On a balmy day of March, some five kilometers north of the small town of Ahangama, I decided to take heed to Mr Anderson’s advice and to concentrate on the journey.
There is a small tea plantation in this side of Sri Lanka that gently declines towards the sea, far away from the more orthodox tea environment of the Hill Country. It is a quaint little affair that offers tours and cakes for free, and is eagerly assaulted by throngs of Buryats, Kazakhs and other Central Asian peoples, looking exotic in their white robes and headscarves against the tropical vegetation. Most visitors, myself included, reach it by means of vans, or tuk-tuks, speeding past a scene of pure tropical idyll. On the way back, I chose not to do the same.
It was a sweaty hour to Ahangama, an excursion that ended with the inevitable sunburnt neck and perspired shirt, but the rewards for following Mr Anderson’s advice were amongst the most precious of my journey in Sri Lanka.
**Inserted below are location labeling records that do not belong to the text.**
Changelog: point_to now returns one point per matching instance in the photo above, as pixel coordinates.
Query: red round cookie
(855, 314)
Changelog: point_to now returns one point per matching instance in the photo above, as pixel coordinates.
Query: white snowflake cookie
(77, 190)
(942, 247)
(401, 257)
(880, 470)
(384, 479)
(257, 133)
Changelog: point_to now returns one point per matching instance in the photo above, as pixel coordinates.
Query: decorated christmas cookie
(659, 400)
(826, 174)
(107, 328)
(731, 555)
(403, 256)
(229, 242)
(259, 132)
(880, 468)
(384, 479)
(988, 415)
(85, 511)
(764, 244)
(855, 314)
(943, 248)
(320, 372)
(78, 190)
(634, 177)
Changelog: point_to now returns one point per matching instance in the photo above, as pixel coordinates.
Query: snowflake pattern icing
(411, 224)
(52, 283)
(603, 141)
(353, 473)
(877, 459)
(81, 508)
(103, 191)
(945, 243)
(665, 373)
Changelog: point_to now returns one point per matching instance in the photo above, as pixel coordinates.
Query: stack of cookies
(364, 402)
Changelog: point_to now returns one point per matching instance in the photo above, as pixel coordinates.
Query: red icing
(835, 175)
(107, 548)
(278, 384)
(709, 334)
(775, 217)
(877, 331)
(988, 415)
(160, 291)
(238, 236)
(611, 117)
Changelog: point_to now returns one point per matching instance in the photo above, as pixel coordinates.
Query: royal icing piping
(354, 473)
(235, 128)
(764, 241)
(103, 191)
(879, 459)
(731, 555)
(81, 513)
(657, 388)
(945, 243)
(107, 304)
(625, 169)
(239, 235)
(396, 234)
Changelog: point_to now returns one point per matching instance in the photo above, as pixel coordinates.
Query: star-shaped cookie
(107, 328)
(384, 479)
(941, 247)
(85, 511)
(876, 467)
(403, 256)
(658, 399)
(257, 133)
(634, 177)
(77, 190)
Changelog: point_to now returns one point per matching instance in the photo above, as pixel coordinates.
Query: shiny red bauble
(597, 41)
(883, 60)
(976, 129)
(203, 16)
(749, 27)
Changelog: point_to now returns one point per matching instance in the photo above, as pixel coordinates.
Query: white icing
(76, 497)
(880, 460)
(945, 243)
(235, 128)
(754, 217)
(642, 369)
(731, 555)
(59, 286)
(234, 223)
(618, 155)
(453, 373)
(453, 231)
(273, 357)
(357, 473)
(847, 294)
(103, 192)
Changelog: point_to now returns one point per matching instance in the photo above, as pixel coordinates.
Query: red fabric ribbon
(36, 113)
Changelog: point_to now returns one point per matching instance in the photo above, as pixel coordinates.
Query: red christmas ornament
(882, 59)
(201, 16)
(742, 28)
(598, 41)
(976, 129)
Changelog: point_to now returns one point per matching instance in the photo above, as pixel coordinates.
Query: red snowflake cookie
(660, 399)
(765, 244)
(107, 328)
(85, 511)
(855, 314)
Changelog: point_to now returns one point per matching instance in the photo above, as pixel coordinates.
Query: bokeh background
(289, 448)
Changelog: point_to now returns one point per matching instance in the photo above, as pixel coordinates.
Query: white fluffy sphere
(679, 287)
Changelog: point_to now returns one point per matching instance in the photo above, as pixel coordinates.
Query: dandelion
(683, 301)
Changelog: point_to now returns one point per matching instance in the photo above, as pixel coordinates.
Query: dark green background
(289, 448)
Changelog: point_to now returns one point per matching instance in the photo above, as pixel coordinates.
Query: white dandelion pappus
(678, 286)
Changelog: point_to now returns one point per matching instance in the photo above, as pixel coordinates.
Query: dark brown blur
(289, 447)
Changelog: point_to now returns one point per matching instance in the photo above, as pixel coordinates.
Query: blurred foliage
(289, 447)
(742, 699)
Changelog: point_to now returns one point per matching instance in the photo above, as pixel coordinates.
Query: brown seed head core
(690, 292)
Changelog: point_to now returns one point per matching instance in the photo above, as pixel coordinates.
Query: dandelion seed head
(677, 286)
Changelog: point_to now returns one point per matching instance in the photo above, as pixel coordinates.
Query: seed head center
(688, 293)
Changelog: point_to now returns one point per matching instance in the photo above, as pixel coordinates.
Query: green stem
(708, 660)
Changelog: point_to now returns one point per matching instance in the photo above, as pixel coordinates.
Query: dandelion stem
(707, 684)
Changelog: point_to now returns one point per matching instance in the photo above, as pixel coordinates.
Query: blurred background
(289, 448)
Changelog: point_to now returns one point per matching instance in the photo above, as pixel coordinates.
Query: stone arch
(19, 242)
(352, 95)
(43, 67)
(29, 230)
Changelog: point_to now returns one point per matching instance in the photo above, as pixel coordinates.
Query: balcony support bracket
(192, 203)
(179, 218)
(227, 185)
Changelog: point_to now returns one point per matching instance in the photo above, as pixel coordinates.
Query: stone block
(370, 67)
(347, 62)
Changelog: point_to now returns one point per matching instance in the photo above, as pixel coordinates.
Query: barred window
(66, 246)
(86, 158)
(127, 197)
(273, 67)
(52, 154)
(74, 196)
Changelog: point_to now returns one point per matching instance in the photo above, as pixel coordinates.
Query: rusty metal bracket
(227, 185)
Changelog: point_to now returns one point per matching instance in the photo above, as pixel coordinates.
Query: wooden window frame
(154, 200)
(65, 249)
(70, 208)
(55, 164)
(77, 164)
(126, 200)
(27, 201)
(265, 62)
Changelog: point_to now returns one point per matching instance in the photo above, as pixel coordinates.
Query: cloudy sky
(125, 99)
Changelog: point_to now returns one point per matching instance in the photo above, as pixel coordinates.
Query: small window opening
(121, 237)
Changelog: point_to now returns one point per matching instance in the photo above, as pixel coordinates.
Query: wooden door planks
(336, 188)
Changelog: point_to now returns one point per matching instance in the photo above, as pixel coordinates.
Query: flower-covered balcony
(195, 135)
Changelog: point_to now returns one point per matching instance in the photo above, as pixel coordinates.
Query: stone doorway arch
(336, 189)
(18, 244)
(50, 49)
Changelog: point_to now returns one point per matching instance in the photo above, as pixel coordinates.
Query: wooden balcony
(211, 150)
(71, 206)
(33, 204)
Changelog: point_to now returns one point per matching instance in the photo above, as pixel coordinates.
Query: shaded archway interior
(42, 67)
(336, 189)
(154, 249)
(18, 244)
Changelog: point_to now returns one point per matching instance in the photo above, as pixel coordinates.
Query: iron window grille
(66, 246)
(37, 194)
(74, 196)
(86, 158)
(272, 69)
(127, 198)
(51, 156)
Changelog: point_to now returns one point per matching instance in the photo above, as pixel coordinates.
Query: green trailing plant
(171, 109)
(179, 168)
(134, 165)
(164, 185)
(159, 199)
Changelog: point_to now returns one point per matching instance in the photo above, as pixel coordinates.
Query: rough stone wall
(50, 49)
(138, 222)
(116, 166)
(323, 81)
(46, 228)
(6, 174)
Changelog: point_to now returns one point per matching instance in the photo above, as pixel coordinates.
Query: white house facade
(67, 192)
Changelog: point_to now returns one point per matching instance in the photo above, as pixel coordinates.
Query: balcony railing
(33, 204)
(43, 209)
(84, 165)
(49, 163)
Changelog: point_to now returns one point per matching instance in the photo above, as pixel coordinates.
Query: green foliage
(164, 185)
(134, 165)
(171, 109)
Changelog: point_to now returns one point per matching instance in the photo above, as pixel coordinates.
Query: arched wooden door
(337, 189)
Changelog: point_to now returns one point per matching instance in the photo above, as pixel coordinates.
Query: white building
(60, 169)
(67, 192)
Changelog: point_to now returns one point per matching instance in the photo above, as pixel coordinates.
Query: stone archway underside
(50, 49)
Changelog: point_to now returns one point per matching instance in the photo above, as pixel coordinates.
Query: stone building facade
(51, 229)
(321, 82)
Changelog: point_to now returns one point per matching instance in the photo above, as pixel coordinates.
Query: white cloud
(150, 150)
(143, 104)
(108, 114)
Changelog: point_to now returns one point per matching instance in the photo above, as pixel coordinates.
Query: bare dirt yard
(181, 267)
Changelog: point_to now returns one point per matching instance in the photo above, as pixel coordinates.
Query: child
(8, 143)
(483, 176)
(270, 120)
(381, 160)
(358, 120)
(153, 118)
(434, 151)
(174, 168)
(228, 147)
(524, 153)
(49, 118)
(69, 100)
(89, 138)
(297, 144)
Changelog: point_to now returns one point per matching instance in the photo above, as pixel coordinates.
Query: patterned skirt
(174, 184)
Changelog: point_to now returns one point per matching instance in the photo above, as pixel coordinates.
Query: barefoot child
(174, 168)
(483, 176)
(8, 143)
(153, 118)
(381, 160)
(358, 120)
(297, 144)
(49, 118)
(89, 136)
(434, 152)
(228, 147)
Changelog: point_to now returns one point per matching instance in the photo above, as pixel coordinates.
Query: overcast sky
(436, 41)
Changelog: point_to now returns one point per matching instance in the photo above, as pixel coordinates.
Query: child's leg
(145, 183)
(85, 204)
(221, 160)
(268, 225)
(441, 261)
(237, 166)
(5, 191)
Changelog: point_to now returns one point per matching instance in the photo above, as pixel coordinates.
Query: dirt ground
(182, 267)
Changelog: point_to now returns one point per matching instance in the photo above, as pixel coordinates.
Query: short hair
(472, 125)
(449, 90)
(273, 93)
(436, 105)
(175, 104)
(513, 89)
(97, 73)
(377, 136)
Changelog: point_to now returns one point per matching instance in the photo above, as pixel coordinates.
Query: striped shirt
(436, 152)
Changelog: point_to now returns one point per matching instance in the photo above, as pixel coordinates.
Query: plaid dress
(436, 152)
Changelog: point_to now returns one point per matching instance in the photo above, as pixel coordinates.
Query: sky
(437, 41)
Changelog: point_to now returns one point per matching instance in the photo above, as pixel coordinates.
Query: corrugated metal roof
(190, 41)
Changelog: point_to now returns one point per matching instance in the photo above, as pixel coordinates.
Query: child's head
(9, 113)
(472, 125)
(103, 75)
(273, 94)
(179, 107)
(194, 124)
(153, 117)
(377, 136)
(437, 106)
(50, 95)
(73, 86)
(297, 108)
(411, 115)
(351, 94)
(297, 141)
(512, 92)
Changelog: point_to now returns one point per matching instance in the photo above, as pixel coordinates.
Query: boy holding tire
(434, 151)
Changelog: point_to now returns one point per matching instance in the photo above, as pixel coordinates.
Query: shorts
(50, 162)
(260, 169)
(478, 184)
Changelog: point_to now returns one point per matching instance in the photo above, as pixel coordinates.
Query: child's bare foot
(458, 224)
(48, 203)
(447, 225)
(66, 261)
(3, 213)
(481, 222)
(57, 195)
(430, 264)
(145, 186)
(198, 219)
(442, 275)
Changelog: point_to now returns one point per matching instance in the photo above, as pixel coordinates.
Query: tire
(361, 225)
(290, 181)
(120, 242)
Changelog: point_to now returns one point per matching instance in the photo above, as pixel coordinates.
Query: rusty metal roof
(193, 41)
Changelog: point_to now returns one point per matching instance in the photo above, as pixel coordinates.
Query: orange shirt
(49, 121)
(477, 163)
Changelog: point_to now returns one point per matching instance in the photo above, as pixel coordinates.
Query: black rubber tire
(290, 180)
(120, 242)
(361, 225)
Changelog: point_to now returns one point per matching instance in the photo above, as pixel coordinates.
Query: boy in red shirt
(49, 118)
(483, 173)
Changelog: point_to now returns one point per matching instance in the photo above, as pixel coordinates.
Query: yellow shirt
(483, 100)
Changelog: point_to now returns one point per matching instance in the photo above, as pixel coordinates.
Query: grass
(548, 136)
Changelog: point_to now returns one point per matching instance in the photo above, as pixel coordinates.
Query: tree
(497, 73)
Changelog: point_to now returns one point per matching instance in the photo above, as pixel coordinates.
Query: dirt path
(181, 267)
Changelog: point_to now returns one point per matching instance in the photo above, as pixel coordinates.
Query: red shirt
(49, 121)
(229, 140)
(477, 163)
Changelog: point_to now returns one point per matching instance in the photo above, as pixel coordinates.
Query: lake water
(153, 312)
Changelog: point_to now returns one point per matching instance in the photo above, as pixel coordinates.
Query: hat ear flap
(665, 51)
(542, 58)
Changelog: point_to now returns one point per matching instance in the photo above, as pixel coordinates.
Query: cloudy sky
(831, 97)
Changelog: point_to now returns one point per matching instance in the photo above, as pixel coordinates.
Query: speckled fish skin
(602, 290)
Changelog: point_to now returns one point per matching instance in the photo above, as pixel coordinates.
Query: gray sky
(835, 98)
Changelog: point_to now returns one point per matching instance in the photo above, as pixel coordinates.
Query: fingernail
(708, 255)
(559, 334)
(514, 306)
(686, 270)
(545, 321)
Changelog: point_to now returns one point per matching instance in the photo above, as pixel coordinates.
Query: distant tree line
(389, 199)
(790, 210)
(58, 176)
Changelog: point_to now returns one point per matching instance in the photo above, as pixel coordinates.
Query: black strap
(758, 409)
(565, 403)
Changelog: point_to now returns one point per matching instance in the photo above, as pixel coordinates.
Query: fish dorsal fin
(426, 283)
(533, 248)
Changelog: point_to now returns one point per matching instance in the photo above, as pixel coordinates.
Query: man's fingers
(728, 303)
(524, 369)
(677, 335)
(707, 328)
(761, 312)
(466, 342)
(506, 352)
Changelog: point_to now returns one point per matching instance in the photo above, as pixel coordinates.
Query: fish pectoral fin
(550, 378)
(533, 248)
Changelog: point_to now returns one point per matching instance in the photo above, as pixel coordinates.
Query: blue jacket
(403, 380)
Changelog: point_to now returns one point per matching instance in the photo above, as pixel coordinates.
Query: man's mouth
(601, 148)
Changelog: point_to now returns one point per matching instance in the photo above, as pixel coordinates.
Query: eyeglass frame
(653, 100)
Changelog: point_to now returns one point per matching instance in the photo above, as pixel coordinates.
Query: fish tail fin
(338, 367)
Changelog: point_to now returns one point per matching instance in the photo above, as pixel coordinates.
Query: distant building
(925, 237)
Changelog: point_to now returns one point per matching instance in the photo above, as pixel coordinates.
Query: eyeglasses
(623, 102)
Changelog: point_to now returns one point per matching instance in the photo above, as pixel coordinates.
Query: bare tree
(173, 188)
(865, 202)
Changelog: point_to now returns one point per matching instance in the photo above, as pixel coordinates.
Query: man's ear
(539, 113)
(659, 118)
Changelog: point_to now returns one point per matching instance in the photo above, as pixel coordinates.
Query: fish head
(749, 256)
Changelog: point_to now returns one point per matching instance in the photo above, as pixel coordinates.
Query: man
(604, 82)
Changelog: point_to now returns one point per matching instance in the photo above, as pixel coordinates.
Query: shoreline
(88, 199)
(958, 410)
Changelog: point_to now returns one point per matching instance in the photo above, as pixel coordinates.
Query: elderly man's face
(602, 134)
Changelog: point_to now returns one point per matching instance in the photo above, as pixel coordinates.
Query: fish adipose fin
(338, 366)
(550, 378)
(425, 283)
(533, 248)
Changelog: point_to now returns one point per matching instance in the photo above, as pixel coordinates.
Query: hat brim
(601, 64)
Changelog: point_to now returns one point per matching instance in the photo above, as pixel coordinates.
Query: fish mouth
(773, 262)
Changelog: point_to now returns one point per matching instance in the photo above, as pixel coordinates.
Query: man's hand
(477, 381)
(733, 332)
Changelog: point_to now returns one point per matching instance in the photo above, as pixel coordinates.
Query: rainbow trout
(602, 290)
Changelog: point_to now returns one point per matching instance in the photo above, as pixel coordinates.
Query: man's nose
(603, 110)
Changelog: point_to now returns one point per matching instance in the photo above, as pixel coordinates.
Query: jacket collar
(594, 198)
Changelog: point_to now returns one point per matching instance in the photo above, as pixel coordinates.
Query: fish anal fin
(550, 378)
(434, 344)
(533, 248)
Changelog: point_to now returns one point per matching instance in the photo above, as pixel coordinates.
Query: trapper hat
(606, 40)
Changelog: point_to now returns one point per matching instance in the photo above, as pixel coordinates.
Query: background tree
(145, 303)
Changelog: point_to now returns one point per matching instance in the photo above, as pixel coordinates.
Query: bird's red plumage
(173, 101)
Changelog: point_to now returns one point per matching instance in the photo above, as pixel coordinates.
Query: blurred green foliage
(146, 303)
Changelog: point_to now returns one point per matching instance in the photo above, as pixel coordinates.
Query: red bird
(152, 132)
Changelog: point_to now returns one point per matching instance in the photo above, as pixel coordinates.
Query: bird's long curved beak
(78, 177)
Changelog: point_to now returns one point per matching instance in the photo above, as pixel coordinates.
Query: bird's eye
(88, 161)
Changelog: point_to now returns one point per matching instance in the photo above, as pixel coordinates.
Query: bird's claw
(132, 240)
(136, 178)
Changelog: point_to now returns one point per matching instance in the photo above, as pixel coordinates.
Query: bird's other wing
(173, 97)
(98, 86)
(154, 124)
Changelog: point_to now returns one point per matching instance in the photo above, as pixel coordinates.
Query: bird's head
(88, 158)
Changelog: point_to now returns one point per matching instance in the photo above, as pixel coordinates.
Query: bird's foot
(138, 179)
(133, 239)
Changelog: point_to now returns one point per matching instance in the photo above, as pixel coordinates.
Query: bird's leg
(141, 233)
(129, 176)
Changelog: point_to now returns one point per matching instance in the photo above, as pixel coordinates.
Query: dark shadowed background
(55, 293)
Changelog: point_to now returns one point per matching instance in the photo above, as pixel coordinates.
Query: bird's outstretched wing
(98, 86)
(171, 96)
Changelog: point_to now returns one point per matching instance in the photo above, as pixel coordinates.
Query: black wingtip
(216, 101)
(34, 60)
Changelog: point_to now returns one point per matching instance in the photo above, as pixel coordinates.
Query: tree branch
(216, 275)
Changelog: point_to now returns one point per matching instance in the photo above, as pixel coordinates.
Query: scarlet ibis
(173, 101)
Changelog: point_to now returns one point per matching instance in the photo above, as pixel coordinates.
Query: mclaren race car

A dirt road unwinds through the gardens. The red earth reminds of Africa and of Dee Dee Bridgewater.
Tombs crop up unexpectedly. An overgrown clearing in the forest holds a handful of sepulchres, forgotten by the locals.
It’s easy to feel like a visiting politician, on the road to Ahangama. Everyone – man, woman, youth, toddler – will wave and say hello to you. Since I was too busy waving back, I’ve always got the moment before or the one after the wave.
I’d always wondered why Asian tourists, on hot days, strolled under open umbrellas. As I felt my neck starting to glow red I suddenly got why.
Lacking a brolly, water buffalos hang all day in mud pools, with a spotless egret for company.
At a roadside workshop, a game awaits whilst punters have taken a break to do some work – namely, turning some fish left to dry.
Reaching the perfect balance between speed, cooling breeze and effort. Nirvana can be found on the road to Ahangama.
Talking about Nirvana…
The only tuk-tuk that didn’t offer us a ride. Probably because they were too busy enjoying the day themselves.
Rice paddies appear and vanish in the bush, on the road to Ahangama.